Replies: 0
Hello WordFence
A week ago I installed CSF on my VPS and I turned on LFD.
Since then I’ve had over 1200 emails from LFD saying WordFence is a suspicious process.
Is this a false positive? It would be ironic if WordFence was infected and I find that hard to believe.
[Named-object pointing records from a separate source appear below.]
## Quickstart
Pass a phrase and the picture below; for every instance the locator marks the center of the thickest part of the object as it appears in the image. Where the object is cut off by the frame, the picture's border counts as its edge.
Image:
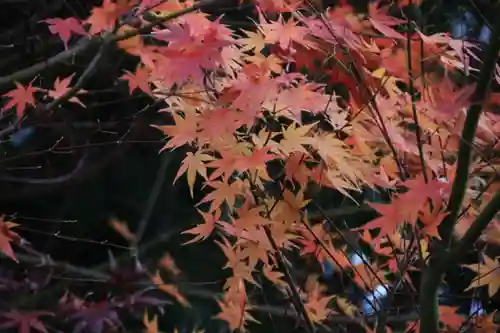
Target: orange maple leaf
(103, 18)
(192, 165)
(21, 97)
(7, 236)
(151, 326)
(487, 274)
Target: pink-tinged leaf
(7, 236)
(20, 97)
(65, 28)
(96, 318)
(386, 30)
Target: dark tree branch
(86, 43)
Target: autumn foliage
(247, 102)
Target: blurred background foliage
(64, 175)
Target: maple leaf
(138, 80)
(95, 317)
(485, 323)
(168, 263)
(223, 191)
(255, 42)
(192, 165)
(448, 315)
(151, 326)
(21, 97)
(132, 45)
(61, 87)
(25, 321)
(104, 17)
(65, 28)
(285, 33)
(7, 236)
(487, 274)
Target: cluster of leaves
(244, 101)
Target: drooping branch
(468, 133)
(86, 43)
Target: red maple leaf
(104, 17)
(7, 236)
(20, 97)
(65, 28)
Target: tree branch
(468, 133)
(86, 43)
(433, 275)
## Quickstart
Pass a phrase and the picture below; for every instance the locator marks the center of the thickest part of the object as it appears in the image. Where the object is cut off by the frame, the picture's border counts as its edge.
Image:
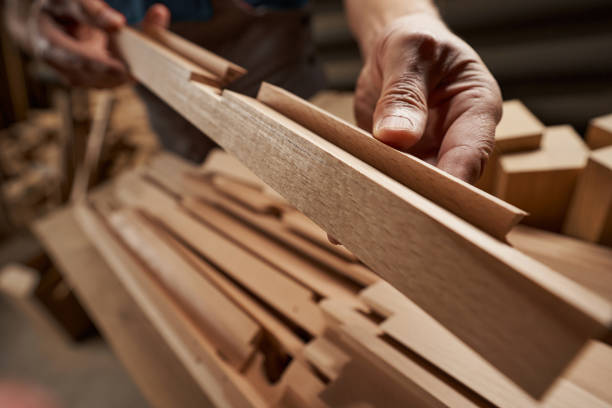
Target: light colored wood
(477, 207)
(599, 133)
(437, 345)
(542, 182)
(95, 140)
(590, 212)
(518, 129)
(266, 282)
(478, 287)
(307, 273)
(271, 226)
(287, 339)
(303, 226)
(152, 364)
(222, 384)
(326, 357)
(150, 61)
(339, 313)
(379, 375)
(233, 332)
(588, 264)
(224, 70)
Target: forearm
(367, 18)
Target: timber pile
(263, 311)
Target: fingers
(469, 139)
(158, 15)
(101, 15)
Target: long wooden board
(468, 202)
(525, 319)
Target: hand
(73, 36)
(425, 91)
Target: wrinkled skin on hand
(425, 91)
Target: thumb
(401, 112)
(158, 16)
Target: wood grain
(477, 207)
(590, 212)
(475, 285)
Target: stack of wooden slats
(264, 311)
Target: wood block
(599, 133)
(590, 212)
(231, 330)
(542, 182)
(518, 129)
(223, 385)
(475, 206)
(438, 346)
(287, 296)
(478, 287)
(588, 264)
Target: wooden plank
(307, 273)
(152, 364)
(273, 228)
(478, 287)
(590, 212)
(437, 345)
(477, 207)
(224, 386)
(518, 129)
(233, 332)
(379, 375)
(599, 133)
(542, 182)
(303, 226)
(224, 70)
(272, 286)
(588, 264)
(150, 61)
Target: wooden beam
(222, 384)
(478, 287)
(599, 133)
(590, 212)
(475, 206)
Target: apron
(273, 45)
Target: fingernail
(395, 123)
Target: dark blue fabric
(189, 10)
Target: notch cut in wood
(468, 202)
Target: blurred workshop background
(554, 55)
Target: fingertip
(399, 132)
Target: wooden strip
(478, 287)
(339, 313)
(383, 376)
(220, 382)
(271, 226)
(413, 240)
(151, 362)
(150, 61)
(287, 296)
(303, 226)
(589, 216)
(287, 339)
(326, 357)
(230, 329)
(300, 269)
(588, 264)
(224, 70)
(477, 207)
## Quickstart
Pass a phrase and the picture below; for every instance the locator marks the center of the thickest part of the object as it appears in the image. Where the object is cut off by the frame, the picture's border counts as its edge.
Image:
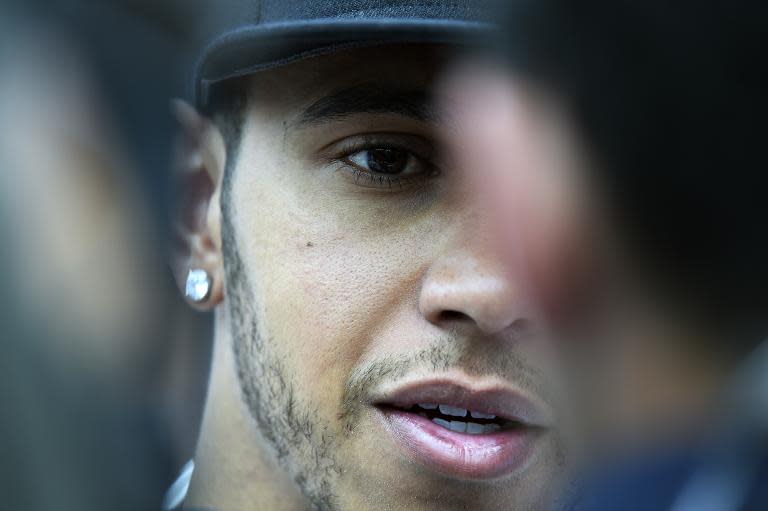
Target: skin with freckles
(349, 256)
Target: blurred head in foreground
(375, 347)
(664, 105)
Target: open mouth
(461, 420)
(460, 431)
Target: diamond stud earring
(198, 285)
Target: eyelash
(382, 181)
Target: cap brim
(250, 49)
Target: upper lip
(490, 399)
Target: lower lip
(460, 455)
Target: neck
(234, 469)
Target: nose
(467, 287)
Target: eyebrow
(369, 98)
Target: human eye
(386, 163)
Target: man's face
(391, 352)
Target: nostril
(450, 316)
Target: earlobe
(196, 255)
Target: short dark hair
(228, 106)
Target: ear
(198, 169)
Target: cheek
(329, 288)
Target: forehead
(396, 68)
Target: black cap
(248, 36)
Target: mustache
(480, 359)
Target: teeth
(450, 410)
(474, 429)
(442, 422)
(480, 415)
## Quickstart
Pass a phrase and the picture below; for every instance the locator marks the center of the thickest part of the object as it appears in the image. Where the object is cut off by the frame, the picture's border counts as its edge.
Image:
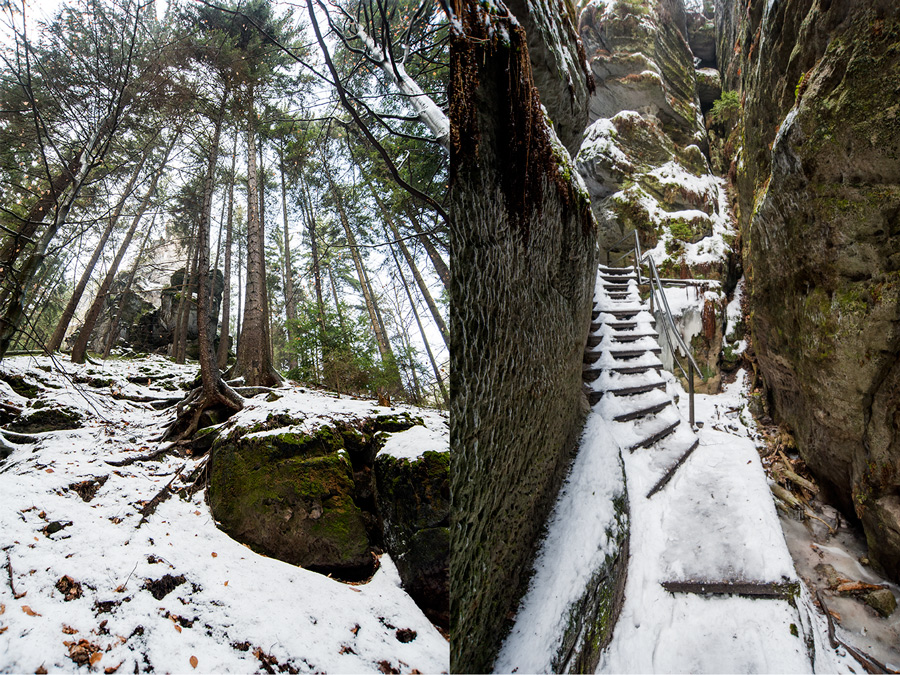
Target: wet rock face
(414, 501)
(530, 239)
(327, 501)
(821, 213)
(557, 59)
(644, 158)
(641, 62)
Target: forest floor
(715, 521)
(84, 583)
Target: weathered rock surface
(644, 158)
(557, 58)
(326, 500)
(819, 193)
(518, 323)
(290, 496)
(414, 502)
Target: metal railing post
(691, 391)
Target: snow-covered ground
(227, 608)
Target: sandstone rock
(557, 58)
(818, 181)
(414, 501)
(882, 601)
(701, 36)
(290, 496)
(709, 87)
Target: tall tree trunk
(17, 282)
(80, 346)
(337, 305)
(66, 318)
(254, 357)
(384, 346)
(290, 307)
(123, 299)
(317, 272)
(420, 282)
(222, 356)
(215, 391)
(440, 266)
(183, 295)
(412, 304)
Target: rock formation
(645, 157)
(818, 177)
(328, 501)
(523, 239)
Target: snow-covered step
(631, 337)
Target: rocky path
(86, 583)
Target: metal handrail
(672, 334)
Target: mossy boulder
(39, 420)
(414, 501)
(291, 496)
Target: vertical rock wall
(645, 156)
(524, 246)
(818, 175)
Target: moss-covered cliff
(818, 176)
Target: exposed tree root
(190, 410)
(160, 497)
(159, 452)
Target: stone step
(657, 437)
(774, 590)
(662, 482)
(617, 280)
(620, 313)
(630, 370)
(638, 389)
(631, 337)
(615, 270)
(633, 353)
(643, 412)
(591, 357)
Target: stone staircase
(697, 538)
(623, 375)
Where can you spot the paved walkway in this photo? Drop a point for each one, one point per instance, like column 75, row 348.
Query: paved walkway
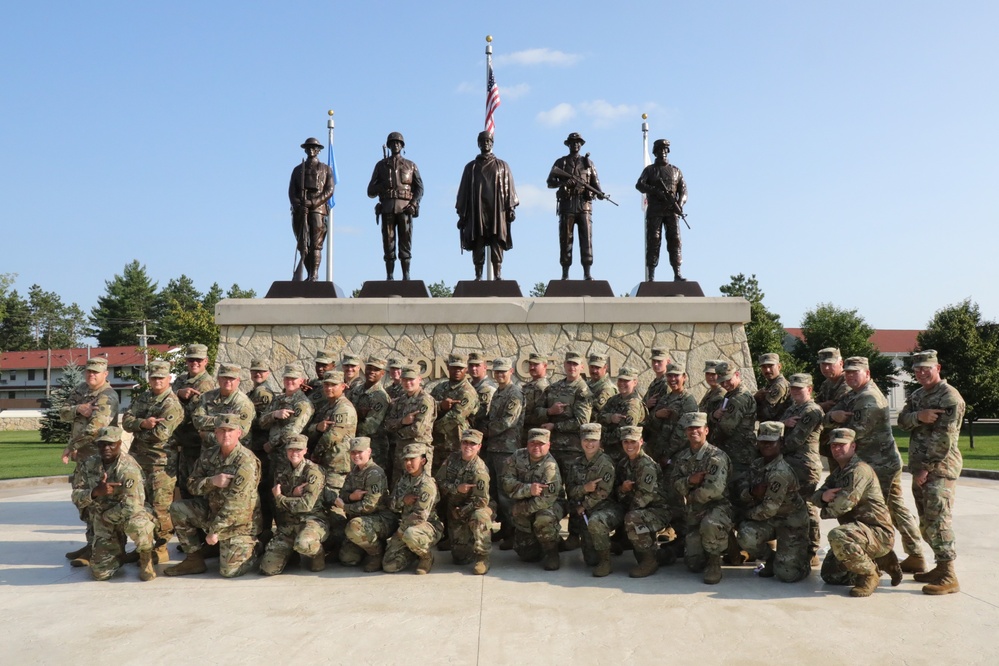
column 52, row 613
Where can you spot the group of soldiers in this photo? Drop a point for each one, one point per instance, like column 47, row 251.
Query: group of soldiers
column 367, row 466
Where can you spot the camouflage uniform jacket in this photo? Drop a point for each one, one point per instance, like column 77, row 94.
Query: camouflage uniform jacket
column 371, row 479
column 149, row 447
column 933, row 446
column 576, row 396
column 859, row 500
column 870, row 420
column 84, row 429
column 520, row 473
column 235, row 509
column 600, row 468
column 504, row 426
column 717, row 468
column 127, row 499
column 782, row 498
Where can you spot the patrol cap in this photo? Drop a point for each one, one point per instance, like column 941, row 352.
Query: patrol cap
column 770, row 431
column 197, row 351
column 725, row 371
column 631, row 433
column 360, row 444
column 857, row 363
column 471, row 435
column 159, row 369
column 539, row 435
column 769, row 359
column 333, row 377
column 800, row 380
column 694, row 420
column 925, row 359
column 108, row 434
column 829, row 355
column 457, row 361
column 842, row 435
column 229, row 370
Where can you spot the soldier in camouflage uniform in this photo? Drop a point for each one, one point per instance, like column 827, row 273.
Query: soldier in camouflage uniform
column 302, row 523
column 776, row 511
column 590, row 491
column 414, row 500
column 641, row 492
column 865, row 411
column 532, row 480
column 802, row 428
column 622, row 410
column 463, row 481
column 91, row 406
column 411, row 420
column 225, row 505
column 364, row 499
column 933, row 415
column 108, row 488
column 502, row 436
column 151, row 418
column 861, row 547
column 773, row 399
column 457, row 405
column 189, row 387
column 600, row 385
column 701, row 475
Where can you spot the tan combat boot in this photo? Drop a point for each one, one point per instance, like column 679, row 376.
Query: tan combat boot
column 946, row 583
column 193, row 563
column 146, row 565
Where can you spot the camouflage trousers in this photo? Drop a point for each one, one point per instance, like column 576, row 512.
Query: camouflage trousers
column 792, row 561
column 159, row 487
column 365, row 534
column 707, row 534
column 935, row 504
column 109, row 541
column 408, row 544
column 305, row 538
column 236, row 547
column 852, row 549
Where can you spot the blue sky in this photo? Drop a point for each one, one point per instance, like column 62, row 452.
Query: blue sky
column 840, row 151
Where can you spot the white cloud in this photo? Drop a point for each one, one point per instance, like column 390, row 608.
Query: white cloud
column 558, row 115
column 530, row 57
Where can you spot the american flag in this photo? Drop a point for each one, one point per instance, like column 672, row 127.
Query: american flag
column 492, row 98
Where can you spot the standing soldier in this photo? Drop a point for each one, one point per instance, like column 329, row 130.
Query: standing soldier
column 152, row 418
column 309, row 192
column 933, row 415
column 91, row 406
column 397, row 183
column 577, row 183
column 108, row 488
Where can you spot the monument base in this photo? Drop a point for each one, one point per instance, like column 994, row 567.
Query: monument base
column 394, row 289
column 577, row 288
column 303, row 289
column 662, row 289
column 485, row 288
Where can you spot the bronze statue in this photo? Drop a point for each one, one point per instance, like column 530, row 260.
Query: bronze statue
column 309, row 192
column 397, row 184
column 577, row 183
column 663, row 183
column 486, row 205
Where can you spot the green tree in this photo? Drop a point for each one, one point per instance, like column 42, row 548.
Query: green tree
column 128, row 299
column 829, row 326
column 968, row 349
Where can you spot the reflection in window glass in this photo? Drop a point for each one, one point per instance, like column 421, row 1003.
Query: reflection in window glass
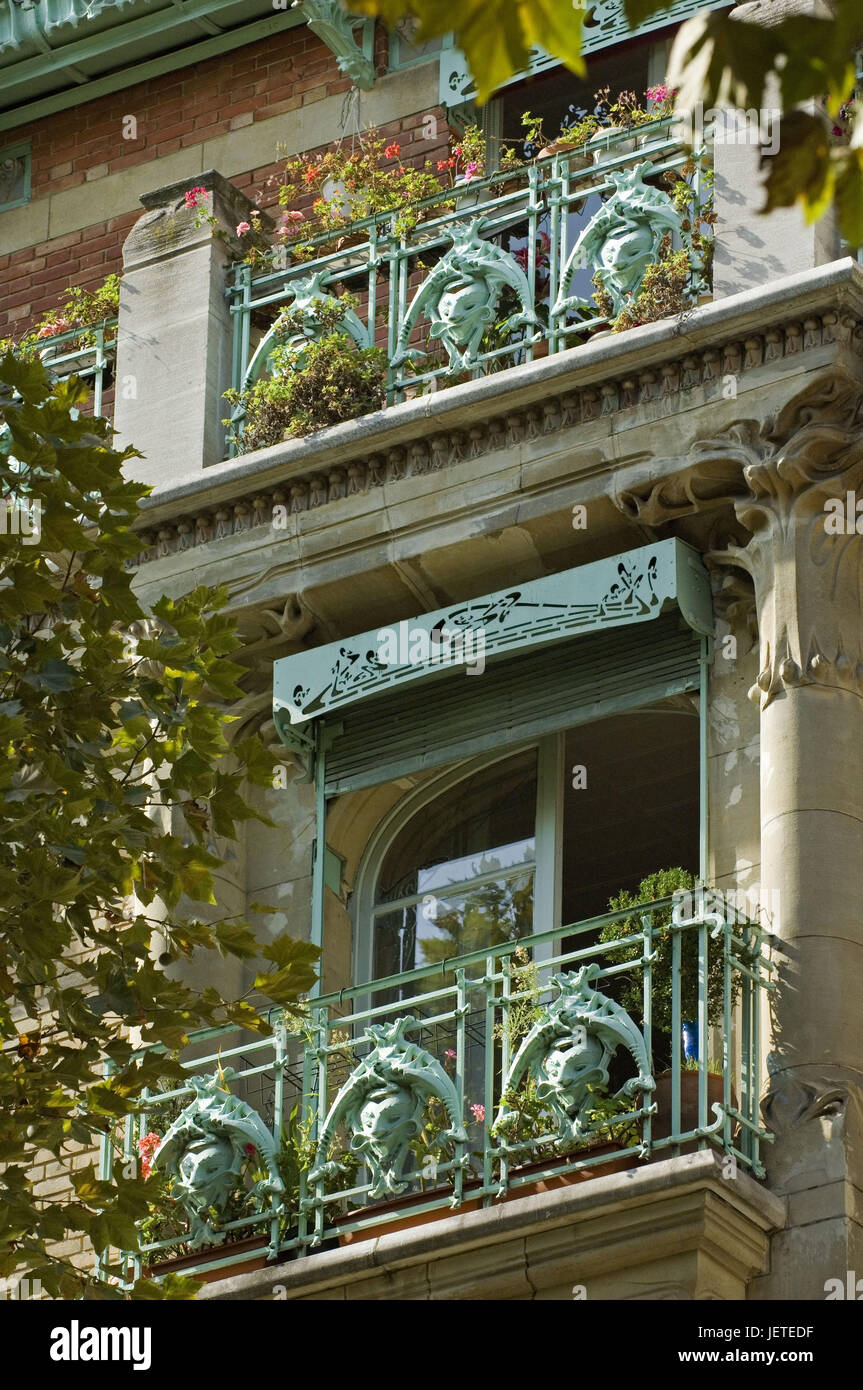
column 460, row 875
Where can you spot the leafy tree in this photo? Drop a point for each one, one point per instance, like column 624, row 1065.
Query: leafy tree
column 717, row 59
column 107, row 742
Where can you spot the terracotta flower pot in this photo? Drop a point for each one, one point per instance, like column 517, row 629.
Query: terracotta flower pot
column 688, row 1104
column 256, row 1246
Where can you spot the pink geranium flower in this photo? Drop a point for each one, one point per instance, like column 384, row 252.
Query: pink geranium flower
column 57, row 325
column 146, row 1147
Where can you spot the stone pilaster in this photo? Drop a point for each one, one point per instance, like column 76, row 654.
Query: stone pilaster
column 809, row 690
column 174, row 337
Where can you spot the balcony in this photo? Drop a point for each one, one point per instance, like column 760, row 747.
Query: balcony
column 494, row 274
column 460, row 1086
column 88, row 353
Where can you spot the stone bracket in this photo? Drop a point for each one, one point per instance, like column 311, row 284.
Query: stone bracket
column 339, row 32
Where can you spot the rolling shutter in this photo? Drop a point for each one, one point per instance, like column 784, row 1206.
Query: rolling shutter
column 453, row 715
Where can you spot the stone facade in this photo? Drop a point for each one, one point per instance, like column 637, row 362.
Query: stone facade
column 730, row 426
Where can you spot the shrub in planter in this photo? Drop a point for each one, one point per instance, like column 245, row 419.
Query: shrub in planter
column 663, row 884
column 332, row 380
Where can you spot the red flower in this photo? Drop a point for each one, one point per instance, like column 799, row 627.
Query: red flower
column 146, row 1147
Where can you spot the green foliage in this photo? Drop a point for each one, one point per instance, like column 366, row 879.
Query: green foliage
column 656, row 886
column 349, row 182
column 673, row 282
column 106, row 712
column 717, row 59
column 663, row 291
column 495, row 35
column 311, row 382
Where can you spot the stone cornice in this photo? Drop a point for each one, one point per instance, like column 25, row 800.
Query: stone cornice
column 595, row 1226
column 659, row 364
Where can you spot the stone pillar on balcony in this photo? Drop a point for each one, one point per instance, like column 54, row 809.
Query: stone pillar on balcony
column 174, row 335
column 806, row 569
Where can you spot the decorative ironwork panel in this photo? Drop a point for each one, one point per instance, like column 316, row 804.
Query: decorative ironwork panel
column 14, row 177
column 634, row 587
column 603, row 25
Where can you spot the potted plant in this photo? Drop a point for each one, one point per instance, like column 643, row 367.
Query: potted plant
column 331, row 378
column 664, row 883
column 350, row 182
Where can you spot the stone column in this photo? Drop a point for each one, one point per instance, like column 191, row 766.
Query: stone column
column 809, row 690
column 174, row 337
column 753, row 249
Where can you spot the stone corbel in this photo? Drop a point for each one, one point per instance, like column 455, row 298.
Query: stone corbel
column 808, row 581
column 338, row 29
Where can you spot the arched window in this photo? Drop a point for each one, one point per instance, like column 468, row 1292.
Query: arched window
column 495, row 851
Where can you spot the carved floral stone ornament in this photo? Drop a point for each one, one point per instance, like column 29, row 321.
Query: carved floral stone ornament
column 462, row 293
column 621, row 239
column 382, row 1104
column 794, row 466
column 204, row 1151
column 567, row 1052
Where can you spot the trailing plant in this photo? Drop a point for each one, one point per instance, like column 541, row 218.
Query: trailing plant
column 678, row 275
column 607, row 1115
column 663, row 884
column 313, row 382
column 106, row 710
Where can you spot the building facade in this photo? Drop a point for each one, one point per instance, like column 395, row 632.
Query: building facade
column 559, row 652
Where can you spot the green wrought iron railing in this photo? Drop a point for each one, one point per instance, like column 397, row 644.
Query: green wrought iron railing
column 460, row 1084
column 452, row 298
column 82, row 352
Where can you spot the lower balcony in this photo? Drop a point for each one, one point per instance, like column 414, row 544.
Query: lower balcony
column 591, row 1090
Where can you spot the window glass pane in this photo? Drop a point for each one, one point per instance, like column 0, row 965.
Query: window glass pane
column 481, row 816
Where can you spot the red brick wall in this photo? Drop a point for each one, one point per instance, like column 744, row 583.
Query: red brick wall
column 173, row 111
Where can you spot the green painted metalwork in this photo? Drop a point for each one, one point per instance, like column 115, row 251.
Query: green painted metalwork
column 40, row 77
column 362, row 1073
column 634, row 587
column 338, row 29
column 448, row 275
column 204, row 1151
column 623, row 239
column 309, row 293
column 66, row 355
column 382, row 1104
column 567, row 1052
column 460, row 298
column 603, row 24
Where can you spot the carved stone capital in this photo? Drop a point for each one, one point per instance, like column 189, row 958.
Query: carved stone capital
column 808, row 585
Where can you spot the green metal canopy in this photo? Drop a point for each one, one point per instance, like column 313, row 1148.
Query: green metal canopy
column 59, row 53
column 630, row 588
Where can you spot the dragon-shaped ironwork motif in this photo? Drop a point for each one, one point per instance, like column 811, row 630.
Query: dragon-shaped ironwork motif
column 382, row 1104
column 567, row 1054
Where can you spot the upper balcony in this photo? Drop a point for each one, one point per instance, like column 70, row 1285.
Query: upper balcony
column 489, row 274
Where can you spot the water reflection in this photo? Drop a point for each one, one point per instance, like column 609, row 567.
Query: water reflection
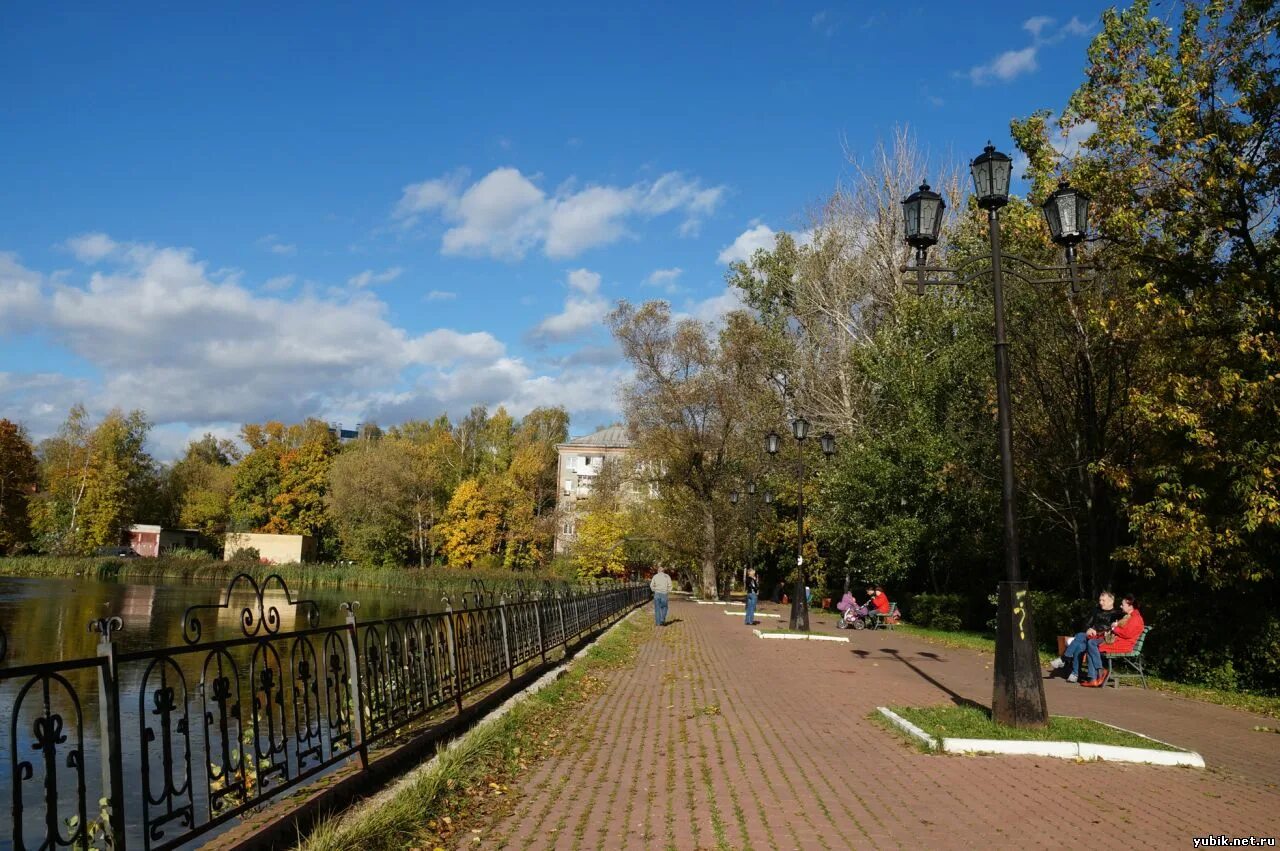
column 46, row 620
Is there some sort of conflict between WordFence and LFD or is it because WordFence sends data to its own server that’s causing the problem?
Is there a fix to this?
I posted on the CSF Forum but they never replied, so I thought I would ask you instead
I’d be grateful for any help.
Thanks.
Here is the message I’m receiving:
Time: Tue May 9 13:20:01 2017 +0100
PID: 29293 (Parent PID:27098)
Account: admin
Uptime: 81 seconds
Executable:
/opt/cpanel/ea-php56/root/usr/bin/php-cgi
Command Line (often faked in exploits):
/opt/cpanel/ea-php56/root/usr/bin/php-cgi
Network connections by the process (if any):
tcp: 123.123.123.123:38428 -> 123.123.123.123:80
Files open by the process (if any):
/var/log/apache2/error_log
/tmp/.ZendSem.80xPEq (deleted)
/dev/urandom
/home/admin/public_html/wp-content/wflogs/ips.php
/home/admin/public_html/wp-content/wflogs/config.php
/home/admin/public_html/wp-content/wflogs/attack-data.php
- This topic was modified 29 minutes ago by LordLiverpool.